Perhaps the simplest way to illustrate the importance of money is to imagine how the world would be if money didn’t exist. We would have to resort to barter – and this means that you would have to find someone who had what you wanted, and you would need to have something (of similar value) that they wanted. This problem of the ‘double coincidence of wants’ means that barter economies are much less efficient than monetary economies – as anyone who has been to Zimbabwe recently (or has studied Weimar Germany) should know. In the absence of a government that creates a common medium of exchange, money emerges naturally: cigarettes became the common ‘currency’ in prisoner of war camps during recent conflicts.

So according to classical economics money is a medium of exchange. It is also a unit of account: all prices can be expressed in terms of a single scale (dollars, for example). This idea can also be extended to intertemporal and intergenerational exchange. Because money acts as a store of value, what is not used in exchange is saved. Savers (households) demand financial assets including money and investors (firms and the government) supply these assets. The demand and supply of financial assets determine an equilibrium rate of interest – but this rate of interest can be disturbed by monetary policy.

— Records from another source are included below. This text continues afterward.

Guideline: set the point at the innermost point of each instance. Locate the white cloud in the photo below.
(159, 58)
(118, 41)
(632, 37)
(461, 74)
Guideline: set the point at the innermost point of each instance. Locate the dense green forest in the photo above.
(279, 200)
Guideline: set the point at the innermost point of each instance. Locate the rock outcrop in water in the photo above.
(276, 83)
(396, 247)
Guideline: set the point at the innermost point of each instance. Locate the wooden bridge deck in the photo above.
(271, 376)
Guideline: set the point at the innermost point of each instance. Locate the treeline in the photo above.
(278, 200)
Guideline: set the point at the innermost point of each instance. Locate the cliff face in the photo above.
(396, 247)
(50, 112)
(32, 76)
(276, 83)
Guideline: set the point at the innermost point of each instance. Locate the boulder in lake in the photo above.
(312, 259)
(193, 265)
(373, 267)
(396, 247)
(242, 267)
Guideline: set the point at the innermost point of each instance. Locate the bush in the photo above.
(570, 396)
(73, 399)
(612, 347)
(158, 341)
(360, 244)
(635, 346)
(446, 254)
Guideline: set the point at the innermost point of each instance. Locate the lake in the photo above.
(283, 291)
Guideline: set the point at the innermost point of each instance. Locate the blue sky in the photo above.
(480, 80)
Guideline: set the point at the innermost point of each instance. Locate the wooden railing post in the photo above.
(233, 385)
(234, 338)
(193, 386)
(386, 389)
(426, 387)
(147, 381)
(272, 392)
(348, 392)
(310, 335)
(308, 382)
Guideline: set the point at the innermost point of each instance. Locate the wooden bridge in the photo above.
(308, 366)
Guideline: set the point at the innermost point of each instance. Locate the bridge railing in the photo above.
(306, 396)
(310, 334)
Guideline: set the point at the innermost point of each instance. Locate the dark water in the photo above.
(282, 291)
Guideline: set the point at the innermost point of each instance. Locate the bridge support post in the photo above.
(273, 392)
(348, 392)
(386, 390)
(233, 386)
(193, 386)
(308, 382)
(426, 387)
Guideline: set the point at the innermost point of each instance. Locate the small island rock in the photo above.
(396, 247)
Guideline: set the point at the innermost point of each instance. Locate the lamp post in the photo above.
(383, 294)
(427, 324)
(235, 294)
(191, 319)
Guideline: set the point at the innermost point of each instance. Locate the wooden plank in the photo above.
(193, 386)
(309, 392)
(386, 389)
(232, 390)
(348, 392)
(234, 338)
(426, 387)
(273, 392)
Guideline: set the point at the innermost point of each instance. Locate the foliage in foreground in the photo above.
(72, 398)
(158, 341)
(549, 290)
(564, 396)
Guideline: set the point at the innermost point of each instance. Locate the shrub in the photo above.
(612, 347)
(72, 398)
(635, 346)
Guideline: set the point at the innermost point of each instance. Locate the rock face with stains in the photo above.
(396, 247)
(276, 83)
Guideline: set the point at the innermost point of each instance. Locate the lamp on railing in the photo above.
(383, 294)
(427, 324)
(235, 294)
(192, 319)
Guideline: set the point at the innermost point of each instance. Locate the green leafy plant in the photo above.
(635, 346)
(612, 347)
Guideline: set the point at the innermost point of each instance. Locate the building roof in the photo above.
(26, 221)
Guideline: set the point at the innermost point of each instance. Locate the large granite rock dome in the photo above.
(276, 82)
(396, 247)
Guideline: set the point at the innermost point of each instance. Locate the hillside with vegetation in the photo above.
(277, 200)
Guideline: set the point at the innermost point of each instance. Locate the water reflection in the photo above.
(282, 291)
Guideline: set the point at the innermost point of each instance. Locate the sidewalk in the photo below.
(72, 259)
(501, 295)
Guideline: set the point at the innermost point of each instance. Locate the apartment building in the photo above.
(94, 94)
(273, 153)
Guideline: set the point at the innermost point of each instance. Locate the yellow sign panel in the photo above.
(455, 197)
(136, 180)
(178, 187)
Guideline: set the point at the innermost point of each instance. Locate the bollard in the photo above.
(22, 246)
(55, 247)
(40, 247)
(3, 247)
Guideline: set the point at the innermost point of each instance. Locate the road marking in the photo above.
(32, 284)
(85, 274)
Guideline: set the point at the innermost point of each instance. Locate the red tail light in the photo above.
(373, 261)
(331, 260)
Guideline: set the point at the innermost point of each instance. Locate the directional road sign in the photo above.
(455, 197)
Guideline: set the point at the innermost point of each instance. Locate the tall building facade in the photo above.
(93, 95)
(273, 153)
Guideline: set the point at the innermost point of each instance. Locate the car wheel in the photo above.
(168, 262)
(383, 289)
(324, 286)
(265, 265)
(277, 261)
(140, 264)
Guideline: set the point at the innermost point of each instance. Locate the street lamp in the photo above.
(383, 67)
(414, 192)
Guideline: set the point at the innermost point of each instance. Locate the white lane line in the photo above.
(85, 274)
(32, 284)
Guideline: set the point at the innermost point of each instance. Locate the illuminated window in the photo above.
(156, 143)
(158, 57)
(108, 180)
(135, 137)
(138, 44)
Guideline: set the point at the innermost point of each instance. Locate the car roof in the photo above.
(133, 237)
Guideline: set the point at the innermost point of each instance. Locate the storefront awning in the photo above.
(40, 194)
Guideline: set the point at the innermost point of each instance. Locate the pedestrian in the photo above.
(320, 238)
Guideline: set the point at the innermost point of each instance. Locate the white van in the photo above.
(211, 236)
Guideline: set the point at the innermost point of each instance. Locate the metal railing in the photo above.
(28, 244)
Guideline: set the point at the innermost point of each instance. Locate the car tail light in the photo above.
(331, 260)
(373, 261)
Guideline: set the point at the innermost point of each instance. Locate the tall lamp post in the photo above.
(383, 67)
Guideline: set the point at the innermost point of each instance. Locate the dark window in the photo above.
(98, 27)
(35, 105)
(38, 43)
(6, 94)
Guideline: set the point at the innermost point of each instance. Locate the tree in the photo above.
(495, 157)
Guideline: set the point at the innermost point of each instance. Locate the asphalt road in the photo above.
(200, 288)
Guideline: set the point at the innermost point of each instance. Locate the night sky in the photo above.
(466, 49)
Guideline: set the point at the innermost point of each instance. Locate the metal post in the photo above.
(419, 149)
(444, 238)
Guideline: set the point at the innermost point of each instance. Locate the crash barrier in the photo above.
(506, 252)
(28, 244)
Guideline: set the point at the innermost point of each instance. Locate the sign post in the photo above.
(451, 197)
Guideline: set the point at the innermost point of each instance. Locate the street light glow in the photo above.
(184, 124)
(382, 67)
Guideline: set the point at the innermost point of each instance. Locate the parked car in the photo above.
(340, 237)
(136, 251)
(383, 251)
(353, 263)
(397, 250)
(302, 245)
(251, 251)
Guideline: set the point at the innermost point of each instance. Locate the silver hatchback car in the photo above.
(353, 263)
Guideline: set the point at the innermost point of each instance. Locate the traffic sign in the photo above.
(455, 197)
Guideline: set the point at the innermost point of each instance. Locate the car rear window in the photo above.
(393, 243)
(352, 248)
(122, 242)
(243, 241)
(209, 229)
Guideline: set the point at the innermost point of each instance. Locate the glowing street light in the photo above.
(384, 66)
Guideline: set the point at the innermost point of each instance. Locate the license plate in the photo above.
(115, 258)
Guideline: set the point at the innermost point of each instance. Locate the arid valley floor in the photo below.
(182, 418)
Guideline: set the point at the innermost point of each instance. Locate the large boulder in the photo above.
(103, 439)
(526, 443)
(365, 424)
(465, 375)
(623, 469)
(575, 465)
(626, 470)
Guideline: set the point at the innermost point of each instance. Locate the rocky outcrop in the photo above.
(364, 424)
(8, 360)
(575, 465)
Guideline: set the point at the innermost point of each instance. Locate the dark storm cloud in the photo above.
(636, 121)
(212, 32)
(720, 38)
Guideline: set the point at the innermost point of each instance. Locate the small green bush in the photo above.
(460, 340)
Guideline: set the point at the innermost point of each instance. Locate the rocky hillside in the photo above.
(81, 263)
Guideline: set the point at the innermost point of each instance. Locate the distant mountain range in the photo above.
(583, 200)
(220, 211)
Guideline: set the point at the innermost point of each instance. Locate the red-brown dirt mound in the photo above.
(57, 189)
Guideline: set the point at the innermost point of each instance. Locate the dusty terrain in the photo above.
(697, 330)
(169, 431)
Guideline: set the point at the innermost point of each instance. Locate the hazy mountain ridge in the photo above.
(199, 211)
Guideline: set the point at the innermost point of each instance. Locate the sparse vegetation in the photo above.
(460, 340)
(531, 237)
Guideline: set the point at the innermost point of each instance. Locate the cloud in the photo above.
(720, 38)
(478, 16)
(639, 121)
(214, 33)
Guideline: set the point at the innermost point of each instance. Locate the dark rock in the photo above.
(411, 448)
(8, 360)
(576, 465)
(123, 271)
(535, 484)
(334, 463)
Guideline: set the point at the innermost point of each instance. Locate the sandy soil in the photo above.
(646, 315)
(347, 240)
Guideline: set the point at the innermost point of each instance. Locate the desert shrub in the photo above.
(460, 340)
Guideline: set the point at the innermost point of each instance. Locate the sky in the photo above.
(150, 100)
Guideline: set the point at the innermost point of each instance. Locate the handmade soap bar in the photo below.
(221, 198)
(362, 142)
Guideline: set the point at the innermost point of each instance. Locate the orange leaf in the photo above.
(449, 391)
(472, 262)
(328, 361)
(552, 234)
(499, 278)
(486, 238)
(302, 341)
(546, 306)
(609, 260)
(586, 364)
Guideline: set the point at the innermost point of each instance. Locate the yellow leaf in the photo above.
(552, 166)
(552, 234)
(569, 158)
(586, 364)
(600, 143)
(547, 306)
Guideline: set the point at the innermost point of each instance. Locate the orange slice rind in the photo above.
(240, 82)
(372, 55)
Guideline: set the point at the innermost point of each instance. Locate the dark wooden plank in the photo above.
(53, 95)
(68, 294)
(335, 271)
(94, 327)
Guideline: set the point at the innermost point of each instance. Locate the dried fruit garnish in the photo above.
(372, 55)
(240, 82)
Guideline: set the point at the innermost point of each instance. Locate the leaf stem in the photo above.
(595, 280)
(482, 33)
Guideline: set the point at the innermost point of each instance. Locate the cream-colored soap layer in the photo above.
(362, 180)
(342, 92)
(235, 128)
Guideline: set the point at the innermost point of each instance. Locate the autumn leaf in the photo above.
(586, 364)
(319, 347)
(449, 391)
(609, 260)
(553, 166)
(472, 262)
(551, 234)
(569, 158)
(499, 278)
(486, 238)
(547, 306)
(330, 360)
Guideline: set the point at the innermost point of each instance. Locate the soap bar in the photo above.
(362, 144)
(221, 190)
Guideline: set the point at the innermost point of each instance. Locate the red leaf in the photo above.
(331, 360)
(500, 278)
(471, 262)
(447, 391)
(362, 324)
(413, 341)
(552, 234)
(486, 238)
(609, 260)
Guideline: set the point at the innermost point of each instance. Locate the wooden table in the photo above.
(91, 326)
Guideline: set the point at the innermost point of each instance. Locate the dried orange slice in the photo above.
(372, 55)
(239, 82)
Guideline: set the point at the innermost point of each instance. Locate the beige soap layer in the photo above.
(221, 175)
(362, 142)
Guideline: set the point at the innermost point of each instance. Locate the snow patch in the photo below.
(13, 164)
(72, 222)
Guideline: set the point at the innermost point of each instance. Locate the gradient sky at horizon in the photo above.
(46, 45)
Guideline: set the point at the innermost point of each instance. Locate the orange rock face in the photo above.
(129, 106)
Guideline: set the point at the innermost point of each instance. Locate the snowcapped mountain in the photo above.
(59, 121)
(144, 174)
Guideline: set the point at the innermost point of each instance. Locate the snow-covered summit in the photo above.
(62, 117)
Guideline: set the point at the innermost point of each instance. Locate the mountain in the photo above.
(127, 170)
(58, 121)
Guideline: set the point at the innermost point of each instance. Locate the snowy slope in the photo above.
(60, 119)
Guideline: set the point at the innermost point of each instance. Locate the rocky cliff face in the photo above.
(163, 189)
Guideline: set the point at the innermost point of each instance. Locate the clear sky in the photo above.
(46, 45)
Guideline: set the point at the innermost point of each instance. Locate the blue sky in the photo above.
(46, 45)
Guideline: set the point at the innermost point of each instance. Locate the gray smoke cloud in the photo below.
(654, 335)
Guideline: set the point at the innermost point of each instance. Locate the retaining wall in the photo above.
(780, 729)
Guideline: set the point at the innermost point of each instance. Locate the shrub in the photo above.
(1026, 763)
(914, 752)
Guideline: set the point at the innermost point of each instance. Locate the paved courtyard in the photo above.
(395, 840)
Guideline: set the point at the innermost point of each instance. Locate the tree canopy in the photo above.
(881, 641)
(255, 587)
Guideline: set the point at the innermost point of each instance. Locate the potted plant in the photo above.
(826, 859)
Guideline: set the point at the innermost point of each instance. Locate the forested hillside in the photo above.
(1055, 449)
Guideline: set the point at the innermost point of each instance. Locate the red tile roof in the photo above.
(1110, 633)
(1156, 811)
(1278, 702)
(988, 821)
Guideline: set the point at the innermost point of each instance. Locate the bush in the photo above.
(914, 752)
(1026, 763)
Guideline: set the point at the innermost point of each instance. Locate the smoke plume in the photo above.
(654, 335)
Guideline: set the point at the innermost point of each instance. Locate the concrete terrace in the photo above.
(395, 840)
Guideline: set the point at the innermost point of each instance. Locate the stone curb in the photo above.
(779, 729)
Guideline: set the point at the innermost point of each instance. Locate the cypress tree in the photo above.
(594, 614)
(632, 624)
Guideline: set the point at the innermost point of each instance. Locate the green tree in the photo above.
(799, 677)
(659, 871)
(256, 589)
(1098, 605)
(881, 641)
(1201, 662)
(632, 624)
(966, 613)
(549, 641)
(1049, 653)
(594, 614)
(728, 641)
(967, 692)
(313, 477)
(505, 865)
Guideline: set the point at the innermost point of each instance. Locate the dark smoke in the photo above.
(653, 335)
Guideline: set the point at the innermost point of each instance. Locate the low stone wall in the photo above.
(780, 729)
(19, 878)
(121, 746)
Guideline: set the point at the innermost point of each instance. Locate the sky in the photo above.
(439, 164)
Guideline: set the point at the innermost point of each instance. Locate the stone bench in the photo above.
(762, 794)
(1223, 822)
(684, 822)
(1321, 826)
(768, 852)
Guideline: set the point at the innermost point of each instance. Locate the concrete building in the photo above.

So far, this is still a world of equilibrium. But the critical importance of money is its role in disequilibrium. Shocks can push the economy out of equilibrium: and this is reflected in disequilibrium in money. This disequilibrium in money creates disequilibrium in all other markets and leads to changes in asset prices, exchange rates, and inflation.

The study of monetary economics enables us to understand not just how an economy functions efficiently but also how monetary policy can help the economy adjust from one equilibrium state to another.